The first challenge they faced was identifying what quantifiable characteristics distinguish the image of a protein from that of a crystallized protein. This was harder than you might think. Just as an athlete may not be able to explain how they accomplish a complex maneuver, most experts can't really describe what they're looking for when they identify crystallized proteins. They just know it when they see it.

To start, Jurisica's team managed to come up with 850 characteristics to look for in the images they examined. Using those features, their algorithm could accurately verify crystallization in 70% of cases. That algorithm has evolved over time; today it can identify over 15,000 features, resulting in the successful identification of 80% of crystal-bearing images and 98% of the clear drops of protein solution that exist prior to crystallization.

"As we improved the algorithm, we had the problem that the fastest computer that we would be able to use would be a Linux cluster with 2000 cores, but even if we could take it completely it would take 168 years," Jurisica said.

Jurisica had a history of working with IBM on other research projects, and his colleagues at IBM had already mentioned the WCG to him once before. It quickly became clear that it was the right choice for their needs.

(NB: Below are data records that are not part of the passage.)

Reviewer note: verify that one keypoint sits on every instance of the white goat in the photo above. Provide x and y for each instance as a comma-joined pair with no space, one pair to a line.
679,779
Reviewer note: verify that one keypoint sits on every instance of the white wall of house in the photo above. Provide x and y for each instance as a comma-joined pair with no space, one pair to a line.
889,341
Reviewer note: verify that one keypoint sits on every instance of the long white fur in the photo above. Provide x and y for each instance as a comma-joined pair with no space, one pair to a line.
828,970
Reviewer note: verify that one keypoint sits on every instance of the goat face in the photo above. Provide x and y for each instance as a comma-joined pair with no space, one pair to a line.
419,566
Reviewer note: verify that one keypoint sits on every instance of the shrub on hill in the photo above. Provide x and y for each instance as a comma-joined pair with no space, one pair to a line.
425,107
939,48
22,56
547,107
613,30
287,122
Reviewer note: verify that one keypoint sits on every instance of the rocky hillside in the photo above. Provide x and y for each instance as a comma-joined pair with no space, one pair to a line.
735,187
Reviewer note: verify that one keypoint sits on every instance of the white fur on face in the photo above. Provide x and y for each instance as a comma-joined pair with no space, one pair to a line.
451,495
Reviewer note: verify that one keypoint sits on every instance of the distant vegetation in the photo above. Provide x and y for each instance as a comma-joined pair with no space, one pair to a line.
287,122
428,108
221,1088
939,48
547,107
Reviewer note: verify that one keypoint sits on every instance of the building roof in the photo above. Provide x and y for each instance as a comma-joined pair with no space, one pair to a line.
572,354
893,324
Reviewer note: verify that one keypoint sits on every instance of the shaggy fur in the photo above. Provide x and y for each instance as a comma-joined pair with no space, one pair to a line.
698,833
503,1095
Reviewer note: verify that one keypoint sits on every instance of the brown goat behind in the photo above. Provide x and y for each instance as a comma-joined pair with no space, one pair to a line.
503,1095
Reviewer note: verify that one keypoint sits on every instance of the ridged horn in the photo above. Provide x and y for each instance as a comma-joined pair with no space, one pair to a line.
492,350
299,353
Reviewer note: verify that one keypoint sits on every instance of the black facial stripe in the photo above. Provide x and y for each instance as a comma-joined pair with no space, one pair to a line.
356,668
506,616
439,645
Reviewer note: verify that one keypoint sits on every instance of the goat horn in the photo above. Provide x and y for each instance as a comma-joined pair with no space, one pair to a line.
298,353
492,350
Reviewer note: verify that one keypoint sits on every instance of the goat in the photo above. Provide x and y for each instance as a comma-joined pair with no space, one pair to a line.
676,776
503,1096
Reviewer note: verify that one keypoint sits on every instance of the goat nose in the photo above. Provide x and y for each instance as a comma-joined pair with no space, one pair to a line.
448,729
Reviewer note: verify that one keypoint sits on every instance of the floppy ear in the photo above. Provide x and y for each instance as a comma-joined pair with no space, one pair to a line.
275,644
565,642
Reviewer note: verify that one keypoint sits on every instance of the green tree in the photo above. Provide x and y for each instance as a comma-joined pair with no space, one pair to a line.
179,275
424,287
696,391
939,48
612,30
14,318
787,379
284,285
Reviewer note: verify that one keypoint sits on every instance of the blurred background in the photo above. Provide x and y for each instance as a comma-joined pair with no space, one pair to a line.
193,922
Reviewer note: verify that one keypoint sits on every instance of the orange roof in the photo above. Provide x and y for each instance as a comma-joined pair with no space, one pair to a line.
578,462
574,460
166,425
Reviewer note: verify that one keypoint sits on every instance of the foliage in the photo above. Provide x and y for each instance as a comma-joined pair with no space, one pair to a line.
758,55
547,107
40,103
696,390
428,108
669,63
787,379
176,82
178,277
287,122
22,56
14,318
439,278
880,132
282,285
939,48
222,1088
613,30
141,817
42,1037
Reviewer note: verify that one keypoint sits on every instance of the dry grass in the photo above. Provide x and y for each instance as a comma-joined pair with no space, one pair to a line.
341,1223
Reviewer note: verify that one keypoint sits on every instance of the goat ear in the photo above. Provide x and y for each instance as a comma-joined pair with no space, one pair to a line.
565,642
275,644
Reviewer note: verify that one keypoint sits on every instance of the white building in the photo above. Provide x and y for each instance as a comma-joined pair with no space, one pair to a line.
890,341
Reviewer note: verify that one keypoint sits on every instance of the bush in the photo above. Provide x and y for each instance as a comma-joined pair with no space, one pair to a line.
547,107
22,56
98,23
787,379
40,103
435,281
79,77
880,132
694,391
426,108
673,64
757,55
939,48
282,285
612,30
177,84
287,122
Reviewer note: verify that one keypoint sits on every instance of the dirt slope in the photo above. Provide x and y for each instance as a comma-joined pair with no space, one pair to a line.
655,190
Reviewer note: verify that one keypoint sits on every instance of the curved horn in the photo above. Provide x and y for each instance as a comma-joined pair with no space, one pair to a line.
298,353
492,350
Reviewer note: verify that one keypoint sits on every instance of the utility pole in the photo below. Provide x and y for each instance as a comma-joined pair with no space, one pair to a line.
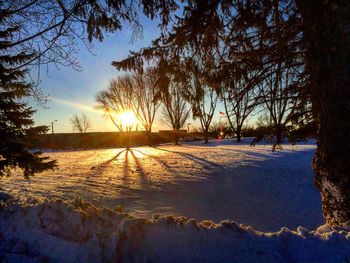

"The grid was the only option where we could actually go and process all of these images within a reasonable time frame," Jurisica said. "It's basically simple parallelism, because each image can be sent to a separate processor; we can process each image separately without any need for communication between those processing nodes."

The Help Conquer Cancer team translated their prototype into C++, and IBM donated the time to get the system set up on the WCG, which uses the well-known BOINC platform for volunteer computing.

When the Help Conquer Cancer Project officially launched on WCG in November 2007, they expected to be able access the WCG's 85 million CPUs in order to analyze their images in only five years - a far cry from the 168 years they would need on their high performance cluster.

Since then, the outlook has only improved. The Help Conquer Cancer Project has improved their algorithm, and the WCG has grown to include 115 million CPUs. Now, Jurisica hopes to complete the analysis in 2011.

While the WCG chips away at the mountain of images to be analyzed, Jurisica and his colleagues continue to refine their algorithm.

"The more computations we can do, the better result we obtain from this analysis," Jurisica explained. "We already started doing data mining and analysis of these results in order to speed up and gain additional benefits."

The algorithm designed by the Help Conquer Cancer Project may prove to be useful in other domains of research - for instance, other protein crystallography studies.

Said Jurisica, "If they are photographed in a similar way, they would be able to work with maybe some small modifications and some retraining of the algorithm."